Using probabilistic analyzer memory

I am writing a CKY parser for Concatenation Range grammar. I want to use treebank as a grammar, so the grammar will be big. I wrote prototype 1 in Python and it seems to work well when I mimic a tree structure of several dozen sentences, but memory usage is unacceptable. I tried to write it in C ++, but so far it has been very unpleasant since I have never used C ++ before. Here are some data (n is the number of sentences on which the grammar is based):

n mem 9 173M 18 486M 36 836M 

This growth model is what you should expect, given the best algorithm, but the amount of overhead is what concerns me. Memory usage according to heapy is ten less than these numbers, valgrind reported something similar. What causes this mismatch and is there anything I can do with it in Python (or Cython)? Perhaps this is due to fragmentation? Or maybe this is overhead for python dictionaries?

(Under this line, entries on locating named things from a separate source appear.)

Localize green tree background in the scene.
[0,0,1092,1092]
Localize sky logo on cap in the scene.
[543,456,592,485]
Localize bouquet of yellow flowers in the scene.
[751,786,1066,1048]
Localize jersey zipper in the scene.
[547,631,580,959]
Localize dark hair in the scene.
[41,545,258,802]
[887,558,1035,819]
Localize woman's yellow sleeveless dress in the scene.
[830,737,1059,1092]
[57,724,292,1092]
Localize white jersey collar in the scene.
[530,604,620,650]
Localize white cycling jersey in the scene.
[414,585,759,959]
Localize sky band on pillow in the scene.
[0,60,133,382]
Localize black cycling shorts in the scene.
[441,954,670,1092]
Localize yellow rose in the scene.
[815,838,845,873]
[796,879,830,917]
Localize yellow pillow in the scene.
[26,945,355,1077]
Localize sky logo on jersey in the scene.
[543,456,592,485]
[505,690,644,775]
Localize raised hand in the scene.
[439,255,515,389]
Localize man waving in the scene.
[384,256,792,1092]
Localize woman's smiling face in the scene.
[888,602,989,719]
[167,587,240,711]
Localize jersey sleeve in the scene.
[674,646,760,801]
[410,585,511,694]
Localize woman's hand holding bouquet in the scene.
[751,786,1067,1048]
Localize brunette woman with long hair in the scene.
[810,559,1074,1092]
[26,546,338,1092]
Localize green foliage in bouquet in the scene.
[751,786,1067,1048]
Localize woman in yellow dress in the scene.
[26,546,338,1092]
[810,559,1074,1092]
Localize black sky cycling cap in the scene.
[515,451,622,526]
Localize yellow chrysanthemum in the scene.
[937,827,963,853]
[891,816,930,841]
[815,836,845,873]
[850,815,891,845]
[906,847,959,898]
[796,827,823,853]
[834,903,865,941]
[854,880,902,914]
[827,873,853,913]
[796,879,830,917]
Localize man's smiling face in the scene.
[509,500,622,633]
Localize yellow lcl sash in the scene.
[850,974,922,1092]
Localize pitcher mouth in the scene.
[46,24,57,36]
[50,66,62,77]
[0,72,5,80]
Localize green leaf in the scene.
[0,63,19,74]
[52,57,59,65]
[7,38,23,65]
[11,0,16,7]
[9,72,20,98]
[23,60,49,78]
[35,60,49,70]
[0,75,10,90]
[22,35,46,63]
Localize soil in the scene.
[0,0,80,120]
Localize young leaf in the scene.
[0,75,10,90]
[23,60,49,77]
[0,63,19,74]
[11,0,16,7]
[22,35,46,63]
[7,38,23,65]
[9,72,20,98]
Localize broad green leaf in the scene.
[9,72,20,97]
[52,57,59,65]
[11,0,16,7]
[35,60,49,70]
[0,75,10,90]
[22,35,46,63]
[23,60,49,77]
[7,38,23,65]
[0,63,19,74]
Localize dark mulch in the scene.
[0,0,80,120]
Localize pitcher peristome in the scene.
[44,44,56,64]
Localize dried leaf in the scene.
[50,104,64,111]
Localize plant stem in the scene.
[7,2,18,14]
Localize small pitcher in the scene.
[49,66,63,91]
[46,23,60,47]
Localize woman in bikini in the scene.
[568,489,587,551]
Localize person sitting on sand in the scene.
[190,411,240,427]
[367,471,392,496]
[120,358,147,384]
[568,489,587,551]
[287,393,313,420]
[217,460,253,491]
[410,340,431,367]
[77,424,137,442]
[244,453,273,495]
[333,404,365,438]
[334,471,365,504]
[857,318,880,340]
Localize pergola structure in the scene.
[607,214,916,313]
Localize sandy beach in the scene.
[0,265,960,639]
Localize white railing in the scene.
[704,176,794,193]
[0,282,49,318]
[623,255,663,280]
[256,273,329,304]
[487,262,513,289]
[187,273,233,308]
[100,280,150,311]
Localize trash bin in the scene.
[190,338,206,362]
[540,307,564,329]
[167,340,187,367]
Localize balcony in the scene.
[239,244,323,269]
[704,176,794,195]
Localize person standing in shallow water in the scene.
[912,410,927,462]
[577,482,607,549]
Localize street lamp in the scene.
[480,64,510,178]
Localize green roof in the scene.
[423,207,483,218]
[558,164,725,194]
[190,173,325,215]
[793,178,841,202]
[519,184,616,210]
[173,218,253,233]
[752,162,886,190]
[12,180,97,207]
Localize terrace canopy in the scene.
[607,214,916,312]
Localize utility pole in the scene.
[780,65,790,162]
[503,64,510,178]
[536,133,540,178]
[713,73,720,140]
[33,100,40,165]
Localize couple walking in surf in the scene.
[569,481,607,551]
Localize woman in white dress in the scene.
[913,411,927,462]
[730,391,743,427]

Some background: two important data structures are the boundaries of the display of the narrative to probabilities and the diagram, which is a dictionary that displays non-terminals and positions to edges. The agenda is implemented using headdict (which uses the internal list of dict and heapq), a diagram with a dictionary showing non-terminals and positions to edges. The agenda is often inserted and deleted, the chart receives only inserts and searches. I represent the ribs with tuples as follows:

 (("S", 111), ("NP", 010), ("VP", 100, 001)) 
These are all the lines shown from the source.